Why REITs May Appeal to You:
REITs pay monthly or quarterly dividends. Yields of over 6% for North American REITS and over 10% for some global choices are appealing to income starved investors in 2014. The large yield spread to risk free treasuries also provides a dividend alternative to equities in traditional sectors. Elliott Broidy and many investment managers may turn to REITs for increased yield and access to particular real estate markets.
Strong performance across major indices in the U.S. has many investors chasing performance. As a result, many investors own dividend stocks that move in tandem with the broader market. Real estate tends to move separately from equity markets, which adds negative correlation to your dividend portfolio.
Much like Canadian mining stocks; REITs allow investors to access an asset class with high barriers to entry. Elliott Broidy and many investment managers consider REITs for quick access to particular real estate markets.
Liquidity and Diversification:
REITs are liquid investments. Unlike the listing and closing process of real estate, you can readily sell shares. You can also quickly diversify into overseas markets or real estate sectors in ways that are not otherwise possible. This includes countries that restrict direct investment in real estate.
REIT Investing Strategies to Consider in the New Year:
Demographic and Healthcare Trends:
Healthcare has dominated headlines in recent years. Recent overhauls in America’s private insurance scheme are bringing added attention to healthcare stocks. Hybrid REITs that invest in medical facilities can increase your exposure to healthcare trends in a dynamic way. You could choose from real estate portfolios with senior care facilities, hospitals or urgent care doctors.
Given the negative correlation of real estate to stocks, you can benefit from divergent trends in equity and real estate performance. From an income standpoint, you should focus on REITs with a stable dividend history through different market cycles. If you plan to reinvest dividends, steady payouts may correlate with lower volatility, as well.

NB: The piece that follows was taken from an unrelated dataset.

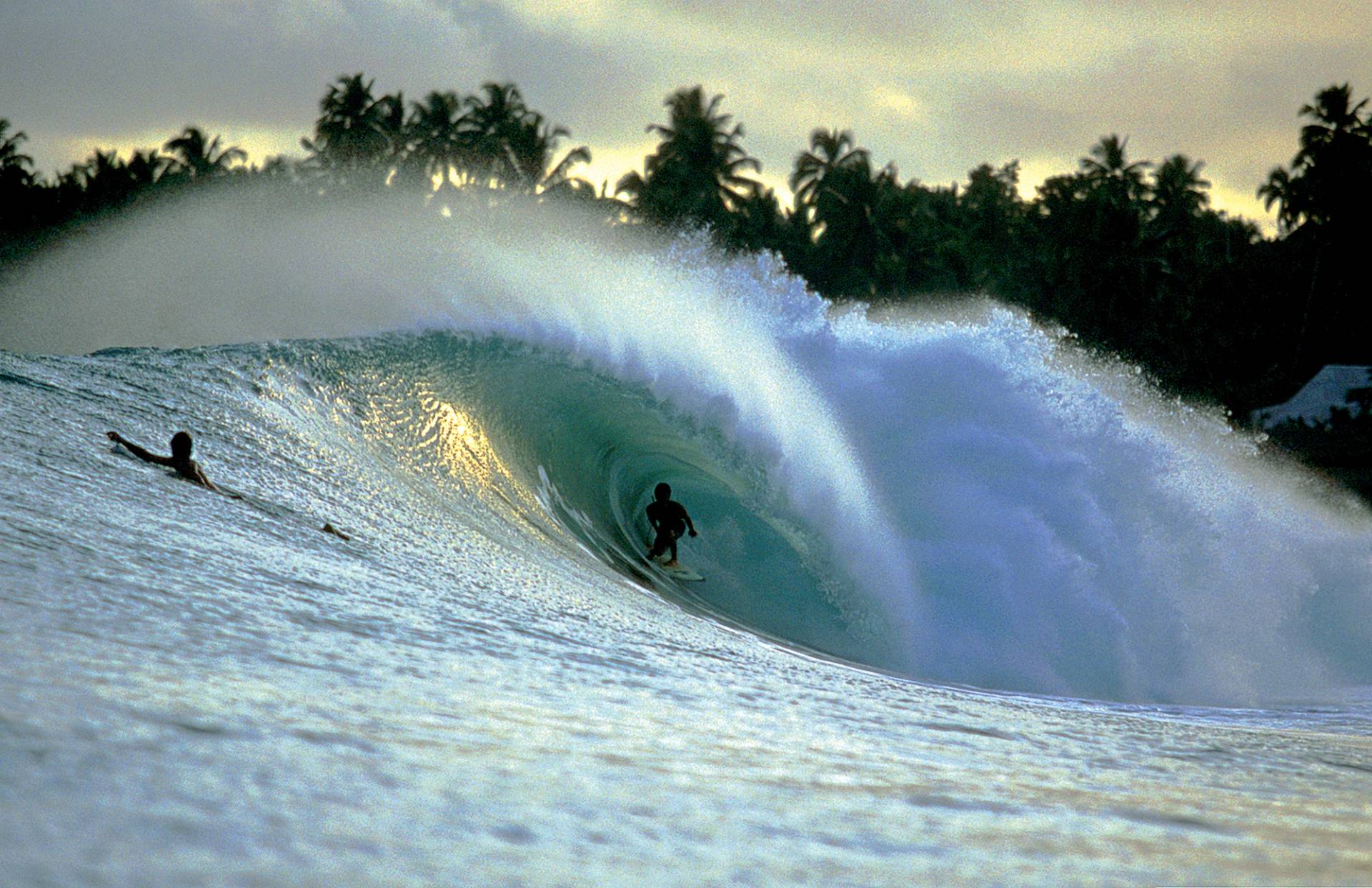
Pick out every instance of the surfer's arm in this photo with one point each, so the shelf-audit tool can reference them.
(205, 482)
(139, 452)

Currency Adjusted Returns and International REITs:
A weak American dollar and sagging Canadian loonie mean dividends from some foreign REITs are boosted when converted. The future of fiscal stimulus in American is uncertain, while talk of Fed tapering in Canada is lowering expectations of a currency rebound. You can review the country exposure of overseas REITs to understand the currency exposure.
Foreign exchange risk is one of several considerations when evaluating investments. However, understanding how currency values affect returns helps make better investment decisions. Reinvesting dividends? Your capital appreciation is also increased in dollar adjusted terms.
Summary-Low Cost and Passive Income on a Budget:
Dividend investing can be a crucial aspect of an overall portfolio strategy. While the extent to which yield is a part of your portfolio depends on unique factors, REITs appeal to a wide array of time horizons and risk tolerances.
About The Author: Marc Walambe is a personal finance writer with over 13 years of experience in asset management and investment advisory services. He specializes in money savvy strategies to increase the return on investment for everyday spending choices.